Women already on HRT, or considering it, should take the lowest effective dose and for the shortest amount of time needed to treat their symptoms.

Who should avoid HRT?

Women with breast cancer or a history of blood clots should not take HRT.

Does HRT help to prevent heart disease?

If you are considering HRT for preventing memory loss, heart disease, heart attacks or strokes, don’t take it, because it has been proven not to prevent these problems.

Are there alternatives to hormone replacement?

Healthy lifestyle changes may make a big difference in managing menopausal symptoms.

Don’t smoke

Remain physically active

Eat a low fat, high fibre diet

Manage high blood pressure

Keep cholesterol in check

Control diabetes

Avoid excess alcohol

Maintain a healthy weight

For osteoporosis prevention

The alternatives to be considered before considering hormones are:

Calcium and vitamin D

Weight-bearing exercise

Drugs such as Fosamax, Raloxifene and Calcitonin

Is there a role for alternative medicines in menopause?

Several herbal medicines are being researched. Black Cohosh and soya products, among others, are the subjects of ongoing research. Whether any of these help and whether they have any serious side effects are questions on which the jury is still out.

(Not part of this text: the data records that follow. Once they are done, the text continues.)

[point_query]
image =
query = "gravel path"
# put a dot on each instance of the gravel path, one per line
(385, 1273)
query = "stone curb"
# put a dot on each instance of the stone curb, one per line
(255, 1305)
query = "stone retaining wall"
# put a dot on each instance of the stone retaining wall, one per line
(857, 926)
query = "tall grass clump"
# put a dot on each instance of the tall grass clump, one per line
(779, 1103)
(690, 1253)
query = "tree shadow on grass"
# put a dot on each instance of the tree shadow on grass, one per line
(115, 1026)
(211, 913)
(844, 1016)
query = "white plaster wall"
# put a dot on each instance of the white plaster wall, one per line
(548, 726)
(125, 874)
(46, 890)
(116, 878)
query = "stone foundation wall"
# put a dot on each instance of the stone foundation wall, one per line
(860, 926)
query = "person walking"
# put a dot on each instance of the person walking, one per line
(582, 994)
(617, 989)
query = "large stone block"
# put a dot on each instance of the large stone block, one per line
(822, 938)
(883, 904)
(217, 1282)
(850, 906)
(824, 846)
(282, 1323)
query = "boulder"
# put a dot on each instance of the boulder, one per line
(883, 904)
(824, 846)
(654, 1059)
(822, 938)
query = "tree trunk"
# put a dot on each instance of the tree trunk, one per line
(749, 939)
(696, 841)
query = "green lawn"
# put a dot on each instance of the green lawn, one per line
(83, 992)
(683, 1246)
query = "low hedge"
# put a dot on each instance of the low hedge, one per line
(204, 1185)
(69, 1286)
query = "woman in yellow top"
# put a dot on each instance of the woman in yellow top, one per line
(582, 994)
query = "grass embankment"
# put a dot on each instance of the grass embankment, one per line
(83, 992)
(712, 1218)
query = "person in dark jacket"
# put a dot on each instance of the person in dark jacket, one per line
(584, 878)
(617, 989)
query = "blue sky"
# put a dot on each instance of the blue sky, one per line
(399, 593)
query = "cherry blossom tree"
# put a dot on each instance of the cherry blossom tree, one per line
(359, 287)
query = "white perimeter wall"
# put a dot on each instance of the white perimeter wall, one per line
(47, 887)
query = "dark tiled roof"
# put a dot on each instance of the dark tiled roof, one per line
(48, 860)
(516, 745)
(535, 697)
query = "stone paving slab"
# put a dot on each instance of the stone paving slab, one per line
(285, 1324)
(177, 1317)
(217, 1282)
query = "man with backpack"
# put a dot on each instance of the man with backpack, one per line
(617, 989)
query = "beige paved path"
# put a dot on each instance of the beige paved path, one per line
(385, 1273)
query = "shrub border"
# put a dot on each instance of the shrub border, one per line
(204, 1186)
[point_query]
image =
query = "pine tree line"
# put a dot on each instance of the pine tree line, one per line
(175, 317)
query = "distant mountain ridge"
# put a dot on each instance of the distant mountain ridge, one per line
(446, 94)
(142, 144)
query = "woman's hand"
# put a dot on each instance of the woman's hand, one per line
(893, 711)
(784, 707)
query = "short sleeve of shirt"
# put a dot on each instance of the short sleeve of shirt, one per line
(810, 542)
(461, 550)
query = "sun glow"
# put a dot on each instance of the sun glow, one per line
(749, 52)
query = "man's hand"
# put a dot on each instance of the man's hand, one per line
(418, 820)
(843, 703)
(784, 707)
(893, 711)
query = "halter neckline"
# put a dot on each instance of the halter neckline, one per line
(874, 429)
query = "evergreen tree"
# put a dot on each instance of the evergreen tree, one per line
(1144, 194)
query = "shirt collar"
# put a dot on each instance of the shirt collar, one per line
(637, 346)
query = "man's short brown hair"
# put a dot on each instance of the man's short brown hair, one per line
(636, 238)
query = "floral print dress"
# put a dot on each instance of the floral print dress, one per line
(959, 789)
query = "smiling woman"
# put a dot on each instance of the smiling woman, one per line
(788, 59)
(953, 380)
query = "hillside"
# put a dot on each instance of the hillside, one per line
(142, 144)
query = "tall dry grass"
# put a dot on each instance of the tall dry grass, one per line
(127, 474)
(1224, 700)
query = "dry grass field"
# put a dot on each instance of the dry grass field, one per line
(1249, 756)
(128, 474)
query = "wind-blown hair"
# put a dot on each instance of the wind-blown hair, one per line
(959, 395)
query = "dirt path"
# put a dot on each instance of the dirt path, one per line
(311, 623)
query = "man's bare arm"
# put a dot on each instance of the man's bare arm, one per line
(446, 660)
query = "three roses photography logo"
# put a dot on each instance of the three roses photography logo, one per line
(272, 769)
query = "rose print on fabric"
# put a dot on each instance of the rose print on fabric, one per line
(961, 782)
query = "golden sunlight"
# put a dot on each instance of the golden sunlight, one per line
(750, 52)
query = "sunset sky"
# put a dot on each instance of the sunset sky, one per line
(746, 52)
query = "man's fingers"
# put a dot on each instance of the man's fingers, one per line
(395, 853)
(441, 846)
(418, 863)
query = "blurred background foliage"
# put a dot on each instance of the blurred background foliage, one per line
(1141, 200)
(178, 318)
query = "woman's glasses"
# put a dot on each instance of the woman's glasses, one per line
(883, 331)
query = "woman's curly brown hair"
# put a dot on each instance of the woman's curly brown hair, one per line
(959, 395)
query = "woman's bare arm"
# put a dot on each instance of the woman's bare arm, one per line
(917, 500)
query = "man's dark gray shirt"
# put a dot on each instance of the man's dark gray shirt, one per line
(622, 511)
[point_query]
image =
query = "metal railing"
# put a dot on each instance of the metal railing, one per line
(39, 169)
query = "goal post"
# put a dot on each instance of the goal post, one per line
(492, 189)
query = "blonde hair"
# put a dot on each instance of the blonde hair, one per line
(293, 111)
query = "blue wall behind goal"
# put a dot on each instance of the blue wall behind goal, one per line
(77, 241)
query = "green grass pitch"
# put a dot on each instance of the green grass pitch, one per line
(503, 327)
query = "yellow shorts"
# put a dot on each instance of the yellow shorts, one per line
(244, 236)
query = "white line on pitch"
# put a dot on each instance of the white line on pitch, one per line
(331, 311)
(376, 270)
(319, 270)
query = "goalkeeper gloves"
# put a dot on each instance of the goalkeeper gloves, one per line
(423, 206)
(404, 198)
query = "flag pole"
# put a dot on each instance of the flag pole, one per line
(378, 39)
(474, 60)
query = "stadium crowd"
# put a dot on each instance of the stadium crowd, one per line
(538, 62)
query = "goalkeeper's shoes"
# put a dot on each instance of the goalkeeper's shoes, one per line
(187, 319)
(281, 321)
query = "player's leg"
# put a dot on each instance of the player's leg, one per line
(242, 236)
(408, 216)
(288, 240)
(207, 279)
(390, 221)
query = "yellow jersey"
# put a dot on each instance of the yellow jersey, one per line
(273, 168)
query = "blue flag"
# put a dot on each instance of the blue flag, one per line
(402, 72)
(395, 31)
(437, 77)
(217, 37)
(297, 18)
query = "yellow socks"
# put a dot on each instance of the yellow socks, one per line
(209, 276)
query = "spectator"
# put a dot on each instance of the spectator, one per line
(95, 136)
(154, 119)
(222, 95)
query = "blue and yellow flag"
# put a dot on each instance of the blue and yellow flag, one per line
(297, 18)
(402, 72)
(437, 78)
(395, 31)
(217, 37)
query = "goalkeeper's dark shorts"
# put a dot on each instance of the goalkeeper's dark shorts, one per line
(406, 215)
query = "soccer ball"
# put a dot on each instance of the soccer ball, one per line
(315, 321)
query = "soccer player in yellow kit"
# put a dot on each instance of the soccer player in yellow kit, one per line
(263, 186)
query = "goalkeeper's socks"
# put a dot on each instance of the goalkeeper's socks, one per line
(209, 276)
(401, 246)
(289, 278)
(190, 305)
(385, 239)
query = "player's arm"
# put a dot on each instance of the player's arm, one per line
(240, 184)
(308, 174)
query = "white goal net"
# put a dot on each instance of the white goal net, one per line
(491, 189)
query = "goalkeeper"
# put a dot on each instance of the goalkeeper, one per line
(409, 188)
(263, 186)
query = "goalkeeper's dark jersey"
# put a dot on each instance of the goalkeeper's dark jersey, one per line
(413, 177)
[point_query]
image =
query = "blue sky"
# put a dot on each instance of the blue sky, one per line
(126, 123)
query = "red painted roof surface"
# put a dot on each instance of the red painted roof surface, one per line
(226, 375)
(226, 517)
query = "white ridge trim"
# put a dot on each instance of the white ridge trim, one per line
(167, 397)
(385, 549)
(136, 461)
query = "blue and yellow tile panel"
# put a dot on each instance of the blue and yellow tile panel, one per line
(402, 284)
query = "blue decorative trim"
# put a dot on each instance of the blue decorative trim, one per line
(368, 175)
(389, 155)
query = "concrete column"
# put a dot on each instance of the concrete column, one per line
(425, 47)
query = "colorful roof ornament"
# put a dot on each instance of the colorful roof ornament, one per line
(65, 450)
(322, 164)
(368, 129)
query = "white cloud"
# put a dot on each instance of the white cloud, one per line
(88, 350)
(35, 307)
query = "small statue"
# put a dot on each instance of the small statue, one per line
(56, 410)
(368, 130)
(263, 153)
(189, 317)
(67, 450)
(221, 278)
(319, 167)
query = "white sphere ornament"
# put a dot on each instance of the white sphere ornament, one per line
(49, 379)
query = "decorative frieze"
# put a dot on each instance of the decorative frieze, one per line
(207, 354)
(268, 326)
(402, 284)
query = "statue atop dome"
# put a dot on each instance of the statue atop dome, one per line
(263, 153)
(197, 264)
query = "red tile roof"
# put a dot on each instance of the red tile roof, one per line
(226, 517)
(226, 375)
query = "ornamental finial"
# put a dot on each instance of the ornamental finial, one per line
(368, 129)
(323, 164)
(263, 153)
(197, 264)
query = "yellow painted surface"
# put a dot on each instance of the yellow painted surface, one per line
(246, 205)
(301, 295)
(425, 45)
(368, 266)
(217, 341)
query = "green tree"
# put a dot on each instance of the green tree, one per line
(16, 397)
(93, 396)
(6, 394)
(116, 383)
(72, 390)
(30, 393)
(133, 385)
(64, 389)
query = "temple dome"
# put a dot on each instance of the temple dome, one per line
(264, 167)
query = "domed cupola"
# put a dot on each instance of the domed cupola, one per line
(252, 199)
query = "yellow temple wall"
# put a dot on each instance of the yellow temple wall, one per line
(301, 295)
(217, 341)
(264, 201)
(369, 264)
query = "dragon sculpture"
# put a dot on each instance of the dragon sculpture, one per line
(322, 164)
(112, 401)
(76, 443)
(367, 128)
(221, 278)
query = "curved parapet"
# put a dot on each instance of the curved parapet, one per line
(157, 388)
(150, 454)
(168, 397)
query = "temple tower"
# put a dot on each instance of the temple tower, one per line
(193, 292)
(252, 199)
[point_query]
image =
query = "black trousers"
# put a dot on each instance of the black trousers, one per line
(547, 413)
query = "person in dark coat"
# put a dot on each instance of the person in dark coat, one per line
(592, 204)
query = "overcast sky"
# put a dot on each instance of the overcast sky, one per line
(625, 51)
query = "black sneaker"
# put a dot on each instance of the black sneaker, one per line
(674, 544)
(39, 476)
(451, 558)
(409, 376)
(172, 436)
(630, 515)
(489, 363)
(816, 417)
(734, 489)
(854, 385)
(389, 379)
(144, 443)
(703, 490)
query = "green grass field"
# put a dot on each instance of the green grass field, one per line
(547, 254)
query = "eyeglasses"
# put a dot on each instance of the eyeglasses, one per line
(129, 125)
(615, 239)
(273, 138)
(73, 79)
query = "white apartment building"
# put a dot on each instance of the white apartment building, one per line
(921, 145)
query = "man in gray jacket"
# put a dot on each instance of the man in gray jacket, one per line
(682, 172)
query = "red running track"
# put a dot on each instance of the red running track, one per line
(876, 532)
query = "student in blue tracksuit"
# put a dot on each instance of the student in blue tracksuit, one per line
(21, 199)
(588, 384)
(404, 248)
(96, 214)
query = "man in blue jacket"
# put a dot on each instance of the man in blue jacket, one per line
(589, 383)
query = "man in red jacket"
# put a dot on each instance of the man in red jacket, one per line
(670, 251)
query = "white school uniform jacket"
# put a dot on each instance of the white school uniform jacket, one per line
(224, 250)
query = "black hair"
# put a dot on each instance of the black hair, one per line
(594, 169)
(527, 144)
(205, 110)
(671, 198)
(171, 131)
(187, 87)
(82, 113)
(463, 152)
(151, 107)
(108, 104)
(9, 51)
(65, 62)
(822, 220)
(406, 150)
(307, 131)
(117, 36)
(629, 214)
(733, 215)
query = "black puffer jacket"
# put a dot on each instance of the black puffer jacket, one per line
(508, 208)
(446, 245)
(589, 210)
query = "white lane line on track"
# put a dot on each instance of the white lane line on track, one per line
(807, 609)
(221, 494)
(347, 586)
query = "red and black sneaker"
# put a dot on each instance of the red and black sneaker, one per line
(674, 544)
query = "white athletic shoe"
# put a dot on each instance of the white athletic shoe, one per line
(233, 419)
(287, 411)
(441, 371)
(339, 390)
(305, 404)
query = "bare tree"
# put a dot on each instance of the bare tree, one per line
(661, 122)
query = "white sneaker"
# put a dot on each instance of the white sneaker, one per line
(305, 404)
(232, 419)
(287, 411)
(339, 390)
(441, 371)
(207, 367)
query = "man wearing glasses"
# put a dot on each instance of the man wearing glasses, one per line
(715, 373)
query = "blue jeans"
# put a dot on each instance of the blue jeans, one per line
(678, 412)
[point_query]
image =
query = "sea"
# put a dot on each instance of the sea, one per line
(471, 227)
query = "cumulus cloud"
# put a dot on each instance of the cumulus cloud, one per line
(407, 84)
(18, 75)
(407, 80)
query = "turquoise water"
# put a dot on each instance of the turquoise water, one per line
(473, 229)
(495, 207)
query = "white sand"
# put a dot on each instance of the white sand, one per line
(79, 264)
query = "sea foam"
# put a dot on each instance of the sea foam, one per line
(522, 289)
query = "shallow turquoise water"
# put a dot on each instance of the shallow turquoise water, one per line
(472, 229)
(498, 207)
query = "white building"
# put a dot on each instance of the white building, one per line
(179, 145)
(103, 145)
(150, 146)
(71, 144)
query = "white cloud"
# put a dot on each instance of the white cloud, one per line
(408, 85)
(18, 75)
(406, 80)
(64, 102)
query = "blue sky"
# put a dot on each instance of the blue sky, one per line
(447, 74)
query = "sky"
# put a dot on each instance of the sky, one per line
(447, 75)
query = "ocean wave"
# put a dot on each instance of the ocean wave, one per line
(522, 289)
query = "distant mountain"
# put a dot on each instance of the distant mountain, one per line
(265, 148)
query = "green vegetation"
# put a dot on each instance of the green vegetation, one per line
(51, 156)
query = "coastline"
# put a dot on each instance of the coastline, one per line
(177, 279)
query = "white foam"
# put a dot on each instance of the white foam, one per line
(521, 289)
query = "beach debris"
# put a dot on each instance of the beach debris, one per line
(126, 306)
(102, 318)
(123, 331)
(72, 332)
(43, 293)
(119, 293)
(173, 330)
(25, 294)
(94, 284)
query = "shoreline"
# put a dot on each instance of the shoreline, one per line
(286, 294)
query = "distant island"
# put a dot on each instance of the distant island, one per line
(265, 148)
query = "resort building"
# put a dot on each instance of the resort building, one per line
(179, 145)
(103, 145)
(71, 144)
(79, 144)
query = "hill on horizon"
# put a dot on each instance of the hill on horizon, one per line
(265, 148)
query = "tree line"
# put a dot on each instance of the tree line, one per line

The most important measure for menopause management is not to think about it as a disease but as a period when the body undergoes changes. This is a time for women when a transition is occurring from the child-bearing years to those devoted to caring for a partner, maybe, grandchildren or other members of the family. Psychologically, this may be a difficult time due to retirement from the woman’s occupation.

This transition should not imply a decline in the health of the woman and she should try to remain physically active. If all general measures fail, HRT can be discussed with a physician and for an individual, short term or long term, the benefits may out weigh the risks; however, it should be an informed choice that is made.